Ultimately, if you treat every formal or informal expression of discontent about a financial advisor as a complaint that requires BrokerCheck disclosure, you must acknowledge that a substantial proportion of those customer complaints might be legitimately meritless. Financial advisors who have their records tarnished from a meritless complaint often take exception to an attack on their reputation. Unsurprisingly, when these brokers pursue expungement, they win more often than they lose. Successful expungement cases therefore do not confirm lax expungement rules, or arbitrator ignorance. To the contrary, successful expungement cases more likely confirm a deluge of customer complaint information on BrokerCheck that legitimately meets the expungement standards. FINRA conveniently ignores this possibility.

(Please review our BrokerCheck “How-to” Guide for instruction on using this online tool).

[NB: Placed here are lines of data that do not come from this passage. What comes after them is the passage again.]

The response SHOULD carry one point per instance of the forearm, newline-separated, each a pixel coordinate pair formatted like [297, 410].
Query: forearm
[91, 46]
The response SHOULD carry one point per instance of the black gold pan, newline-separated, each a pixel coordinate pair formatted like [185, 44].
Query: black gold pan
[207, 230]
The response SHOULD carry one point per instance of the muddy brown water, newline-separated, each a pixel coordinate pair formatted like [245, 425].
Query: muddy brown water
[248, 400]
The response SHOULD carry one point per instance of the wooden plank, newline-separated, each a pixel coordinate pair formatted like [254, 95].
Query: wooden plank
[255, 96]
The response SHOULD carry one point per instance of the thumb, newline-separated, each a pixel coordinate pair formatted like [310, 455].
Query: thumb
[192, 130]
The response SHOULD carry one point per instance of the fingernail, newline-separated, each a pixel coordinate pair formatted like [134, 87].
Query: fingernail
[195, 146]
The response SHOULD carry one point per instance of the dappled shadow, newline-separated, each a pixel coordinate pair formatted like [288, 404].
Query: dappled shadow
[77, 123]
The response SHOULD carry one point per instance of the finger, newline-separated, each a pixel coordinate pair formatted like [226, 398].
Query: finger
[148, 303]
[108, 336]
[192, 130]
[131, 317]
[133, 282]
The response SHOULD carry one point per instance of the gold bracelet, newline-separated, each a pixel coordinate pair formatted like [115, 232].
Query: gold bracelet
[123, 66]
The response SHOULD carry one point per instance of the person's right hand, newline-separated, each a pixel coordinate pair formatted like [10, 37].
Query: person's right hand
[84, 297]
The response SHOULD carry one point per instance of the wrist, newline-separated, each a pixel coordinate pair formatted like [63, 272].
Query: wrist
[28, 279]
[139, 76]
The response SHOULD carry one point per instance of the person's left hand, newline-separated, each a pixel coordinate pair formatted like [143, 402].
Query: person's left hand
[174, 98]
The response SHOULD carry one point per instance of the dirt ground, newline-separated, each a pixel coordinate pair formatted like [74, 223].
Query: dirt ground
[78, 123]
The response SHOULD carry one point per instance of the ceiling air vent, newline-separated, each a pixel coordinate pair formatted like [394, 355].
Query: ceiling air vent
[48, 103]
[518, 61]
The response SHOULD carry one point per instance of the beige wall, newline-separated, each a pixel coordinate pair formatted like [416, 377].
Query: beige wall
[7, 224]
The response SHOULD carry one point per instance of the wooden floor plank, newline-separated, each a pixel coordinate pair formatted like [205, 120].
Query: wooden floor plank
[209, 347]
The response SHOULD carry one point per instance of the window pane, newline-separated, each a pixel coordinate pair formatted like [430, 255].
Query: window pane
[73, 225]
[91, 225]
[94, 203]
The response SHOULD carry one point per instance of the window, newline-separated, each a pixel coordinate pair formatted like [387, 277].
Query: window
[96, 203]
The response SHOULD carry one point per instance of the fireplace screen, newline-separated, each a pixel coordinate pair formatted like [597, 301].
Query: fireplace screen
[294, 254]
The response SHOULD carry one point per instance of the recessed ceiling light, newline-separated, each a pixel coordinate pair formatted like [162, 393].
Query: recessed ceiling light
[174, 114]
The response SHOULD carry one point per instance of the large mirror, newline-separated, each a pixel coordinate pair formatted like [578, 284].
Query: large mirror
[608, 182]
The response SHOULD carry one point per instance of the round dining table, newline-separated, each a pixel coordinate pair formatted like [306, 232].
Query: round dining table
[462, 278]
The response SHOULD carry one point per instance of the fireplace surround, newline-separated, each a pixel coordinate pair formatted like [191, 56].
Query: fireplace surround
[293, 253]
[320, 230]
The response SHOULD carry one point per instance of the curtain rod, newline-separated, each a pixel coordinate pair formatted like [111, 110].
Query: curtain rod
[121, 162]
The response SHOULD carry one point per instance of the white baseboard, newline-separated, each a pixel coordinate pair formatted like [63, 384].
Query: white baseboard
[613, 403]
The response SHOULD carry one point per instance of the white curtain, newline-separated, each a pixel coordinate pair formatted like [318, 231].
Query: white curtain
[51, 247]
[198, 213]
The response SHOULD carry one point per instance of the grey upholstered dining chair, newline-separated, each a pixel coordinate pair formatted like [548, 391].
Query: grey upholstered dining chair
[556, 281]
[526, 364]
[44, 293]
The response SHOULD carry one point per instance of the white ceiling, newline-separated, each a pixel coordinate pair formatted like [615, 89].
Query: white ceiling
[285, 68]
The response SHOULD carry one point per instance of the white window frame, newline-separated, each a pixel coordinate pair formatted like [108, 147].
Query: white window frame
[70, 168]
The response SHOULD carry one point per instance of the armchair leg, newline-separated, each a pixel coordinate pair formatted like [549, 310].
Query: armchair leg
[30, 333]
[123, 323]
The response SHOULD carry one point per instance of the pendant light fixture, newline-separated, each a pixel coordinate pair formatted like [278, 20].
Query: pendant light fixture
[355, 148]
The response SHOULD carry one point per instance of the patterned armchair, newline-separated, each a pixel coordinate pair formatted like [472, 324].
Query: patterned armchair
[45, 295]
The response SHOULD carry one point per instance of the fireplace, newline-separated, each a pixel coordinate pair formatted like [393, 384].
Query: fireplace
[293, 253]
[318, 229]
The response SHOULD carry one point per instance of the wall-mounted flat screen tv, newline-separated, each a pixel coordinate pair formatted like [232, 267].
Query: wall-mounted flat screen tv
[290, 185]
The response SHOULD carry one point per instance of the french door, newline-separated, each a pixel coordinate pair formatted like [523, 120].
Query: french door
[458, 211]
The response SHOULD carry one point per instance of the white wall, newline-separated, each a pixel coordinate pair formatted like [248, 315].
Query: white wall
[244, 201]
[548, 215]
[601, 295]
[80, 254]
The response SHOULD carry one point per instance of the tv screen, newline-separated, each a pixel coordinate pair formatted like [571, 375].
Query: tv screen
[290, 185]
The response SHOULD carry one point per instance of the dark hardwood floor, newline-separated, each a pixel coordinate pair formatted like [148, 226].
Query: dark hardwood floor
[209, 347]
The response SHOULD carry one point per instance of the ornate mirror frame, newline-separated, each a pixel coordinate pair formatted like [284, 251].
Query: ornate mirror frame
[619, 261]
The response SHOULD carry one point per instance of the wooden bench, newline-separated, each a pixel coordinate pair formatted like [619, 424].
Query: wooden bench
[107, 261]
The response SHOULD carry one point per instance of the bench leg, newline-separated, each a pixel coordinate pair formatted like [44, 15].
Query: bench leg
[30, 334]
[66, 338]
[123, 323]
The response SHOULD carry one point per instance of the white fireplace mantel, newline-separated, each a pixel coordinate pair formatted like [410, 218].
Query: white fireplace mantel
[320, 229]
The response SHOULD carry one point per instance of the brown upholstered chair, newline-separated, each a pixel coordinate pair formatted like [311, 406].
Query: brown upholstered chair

If FINRA maintains broad BrokerCheck reporting rules, financial advisors (who can afford it) will continue to overcome FINRA’s obstacles because they will continue legitimately meeting the expungement standard. This is the tradeoff that comes with the requirement to disclose essentially every written criticism of a financial advisor that relates to securities on BrokerCheck. FINRA should simply acknowledge this. Instead, it continues trying to reduce the success rate (to cure what it undoubtedly views as a bad optic) by complicating the process. It hasn’t worked before, and it won’t work this time.

Sources:

1. See: SR-FINRA-2022-024, “Proposed Rule Change to Amend the Codes of Arbitration Procedure to Modify the Current Process relating to the Expungement of Customer Dispute Information,” available here: https://www.finra.org/rules-guidance/rule-filings/sr-finra-2022-024;see also: FINRA’s Letter to the SEC RE SR-FINRA-2022-024, dated November 10, 2022, available here: chrome-extension://efaidnbmnnnibpcajpcglclefindmkaj/ https://www.finra.org/sites/default/files/2022-11/FINRA-2022-024-Response-to-Comments-11-10-2022.pdf

2. See FINRA Regulatory Notice 20-25, available here: https://www.finra.org/rules-guidance/notices/20-25

3. Id.

4. See Expungement Training (Module 16), the mandatory nature of which is referenced here: https://www.finra.org/arbitration-mediation/basic-arbitrator-training-module-16

5. See “Notice to Arbitrators on Expanded Expungement Guidance,” available here: https://www.finra.org/arbitration-mediation/notice-arbitrators-and-parties-expanded-expungement-guidance

6. Id.

7. See FINRA Rule 2080: Obtaining an Order of Expungement or Customer Dispute Information from the Central Registration Depository (CRD) System, available here: https://www.finra.org/rules-guidance/rulebooks/finra-rules/2080

8. See Note 1 supra FINRA’s Letter to the SEC RE SR-FINRA-2022-024, dated November 10, 2022, at pages 1-2.